そして、壱岐から日本への最適上陸ルートはFig.を見ても、伊万里湾・博多湾。そして唐津湾と一体化した糸島半島の入り江。
一方で、福岡北部の重要な古代遺跡を見ると脊振山地の麓で川沿いの場所。当時の海が内陸まで来ていたこともあり、居住および稲作適地は海が近くて川の水があり日当たりの良い山を背にした高台のようです。それを満たす場所が、地図上に〇を書いた福岡北部の3重要遺跡です。
◎福岡平野:須玖岡本遺跡
間にある山=油山・荒平山
◎早良平野:吉武高木遺跡
間にある山=飯盛山・高祖山
◎糸島平野:三雲南小路遺跡
弥生時代の幹線想定道路・神功皇后伝承地ルートもこの三つの地点を通してあるのがオモシロい。
糸島に行く前にまずは福岡市 吉武高木遺跡を見てみます。

福岡市西区の2100年~2200年前、弥生時代中期の「吉武高木遺跡」。
写真のように甕棺墓の数が圧倒的で、ここは弥生時代「日本最古の王」がいた場所との位置付けがされています。

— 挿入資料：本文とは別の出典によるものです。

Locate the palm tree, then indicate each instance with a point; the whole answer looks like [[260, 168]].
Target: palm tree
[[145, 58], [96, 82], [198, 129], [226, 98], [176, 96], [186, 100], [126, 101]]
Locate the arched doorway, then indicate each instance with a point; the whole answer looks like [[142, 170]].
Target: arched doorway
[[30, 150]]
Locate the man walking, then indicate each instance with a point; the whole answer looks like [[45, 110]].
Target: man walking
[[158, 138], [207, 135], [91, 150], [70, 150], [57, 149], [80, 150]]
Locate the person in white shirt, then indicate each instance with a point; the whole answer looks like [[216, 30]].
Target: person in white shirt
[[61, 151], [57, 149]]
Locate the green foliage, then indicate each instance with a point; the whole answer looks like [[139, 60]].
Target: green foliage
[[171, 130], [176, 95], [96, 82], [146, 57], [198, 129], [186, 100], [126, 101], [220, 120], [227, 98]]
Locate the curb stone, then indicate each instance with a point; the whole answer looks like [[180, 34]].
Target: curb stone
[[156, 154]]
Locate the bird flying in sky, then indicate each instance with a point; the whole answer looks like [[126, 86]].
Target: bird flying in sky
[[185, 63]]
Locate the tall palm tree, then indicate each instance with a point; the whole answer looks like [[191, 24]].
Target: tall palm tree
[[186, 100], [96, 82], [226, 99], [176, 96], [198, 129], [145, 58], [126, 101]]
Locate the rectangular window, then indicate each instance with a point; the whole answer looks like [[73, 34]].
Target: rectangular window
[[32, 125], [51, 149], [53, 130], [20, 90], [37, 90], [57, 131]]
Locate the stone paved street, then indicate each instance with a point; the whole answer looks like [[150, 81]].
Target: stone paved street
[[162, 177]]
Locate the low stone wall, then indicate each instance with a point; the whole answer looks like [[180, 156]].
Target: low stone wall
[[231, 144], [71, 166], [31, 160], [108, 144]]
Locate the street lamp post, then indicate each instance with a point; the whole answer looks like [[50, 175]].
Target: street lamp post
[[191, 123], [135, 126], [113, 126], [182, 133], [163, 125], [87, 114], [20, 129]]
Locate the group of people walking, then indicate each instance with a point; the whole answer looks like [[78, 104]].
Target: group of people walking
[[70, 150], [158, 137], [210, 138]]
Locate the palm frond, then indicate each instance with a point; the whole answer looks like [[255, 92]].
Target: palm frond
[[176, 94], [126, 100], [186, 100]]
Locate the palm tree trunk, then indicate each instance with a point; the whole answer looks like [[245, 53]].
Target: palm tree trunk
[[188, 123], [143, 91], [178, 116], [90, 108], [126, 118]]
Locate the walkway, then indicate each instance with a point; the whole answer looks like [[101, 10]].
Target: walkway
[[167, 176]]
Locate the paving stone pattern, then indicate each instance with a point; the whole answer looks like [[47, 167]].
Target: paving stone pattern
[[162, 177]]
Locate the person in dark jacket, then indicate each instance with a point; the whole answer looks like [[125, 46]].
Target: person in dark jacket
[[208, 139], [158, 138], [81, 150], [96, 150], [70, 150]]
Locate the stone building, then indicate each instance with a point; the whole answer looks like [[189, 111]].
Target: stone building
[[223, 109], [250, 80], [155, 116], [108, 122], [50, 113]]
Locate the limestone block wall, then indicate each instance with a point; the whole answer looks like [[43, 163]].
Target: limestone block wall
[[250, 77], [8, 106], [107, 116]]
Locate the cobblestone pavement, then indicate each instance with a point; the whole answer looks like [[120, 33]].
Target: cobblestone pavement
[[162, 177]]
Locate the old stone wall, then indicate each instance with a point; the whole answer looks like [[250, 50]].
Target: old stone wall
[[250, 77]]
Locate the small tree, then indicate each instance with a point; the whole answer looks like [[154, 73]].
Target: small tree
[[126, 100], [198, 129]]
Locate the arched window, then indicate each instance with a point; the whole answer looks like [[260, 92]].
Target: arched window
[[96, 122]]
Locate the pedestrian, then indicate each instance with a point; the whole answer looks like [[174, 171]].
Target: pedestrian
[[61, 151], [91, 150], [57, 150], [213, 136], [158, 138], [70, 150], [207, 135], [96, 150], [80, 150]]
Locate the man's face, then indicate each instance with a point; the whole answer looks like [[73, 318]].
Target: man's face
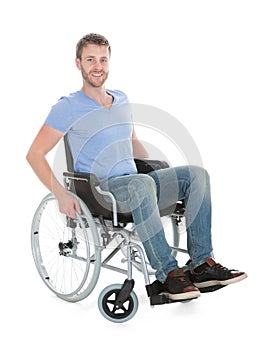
[[94, 64]]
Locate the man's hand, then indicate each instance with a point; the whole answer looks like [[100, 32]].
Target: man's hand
[[68, 205]]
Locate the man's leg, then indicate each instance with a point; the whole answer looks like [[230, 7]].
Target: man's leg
[[191, 184], [137, 194]]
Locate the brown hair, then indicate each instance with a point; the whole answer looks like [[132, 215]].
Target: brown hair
[[91, 38]]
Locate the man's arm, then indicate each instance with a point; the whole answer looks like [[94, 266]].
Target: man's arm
[[44, 142], [139, 150]]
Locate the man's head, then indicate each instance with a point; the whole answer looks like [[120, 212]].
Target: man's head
[[92, 38], [92, 59]]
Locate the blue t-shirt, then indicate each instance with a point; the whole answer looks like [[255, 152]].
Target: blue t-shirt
[[100, 139]]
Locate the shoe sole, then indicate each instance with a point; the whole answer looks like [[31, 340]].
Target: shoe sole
[[220, 283], [182, 296]]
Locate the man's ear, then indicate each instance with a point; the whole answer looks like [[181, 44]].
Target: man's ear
[[78, 64]]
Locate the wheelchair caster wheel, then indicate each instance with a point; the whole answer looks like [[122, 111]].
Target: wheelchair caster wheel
[[112, 309]]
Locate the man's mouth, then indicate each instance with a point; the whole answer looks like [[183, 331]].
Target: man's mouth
[[97, 75]]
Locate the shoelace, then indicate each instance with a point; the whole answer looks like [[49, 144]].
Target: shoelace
[[222, 271]]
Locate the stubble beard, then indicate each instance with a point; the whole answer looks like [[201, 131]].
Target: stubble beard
[[87, 79]]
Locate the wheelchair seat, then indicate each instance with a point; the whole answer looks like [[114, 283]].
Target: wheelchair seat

それまで平等だった集団に徐々に階層が出来だした過程が墓と服装品から読み取れるというもの。
そして、ある木棺から「三種の神器」様のセット、「銅鏡」「青銅製武器」「勾玉」の発見が、日本の歴史を見直すほどの福岡の立地のスゴいところです。糸魚川産ヒスイの装飾品も出ており、朝鮮半島および日本の広い範囲の交流を感じさせます。特徴的なのは大量の武器が出ていることで相当な戦闘集団であったであろうとの考え方も。
そして、40ヘクタールもある広域な集落の遺跡範囲の中に、当時としては大きな建造物の遺跡が出ており、かなりの力と文化レベルを持った集団の形成を知れる重要な遺跡のようです。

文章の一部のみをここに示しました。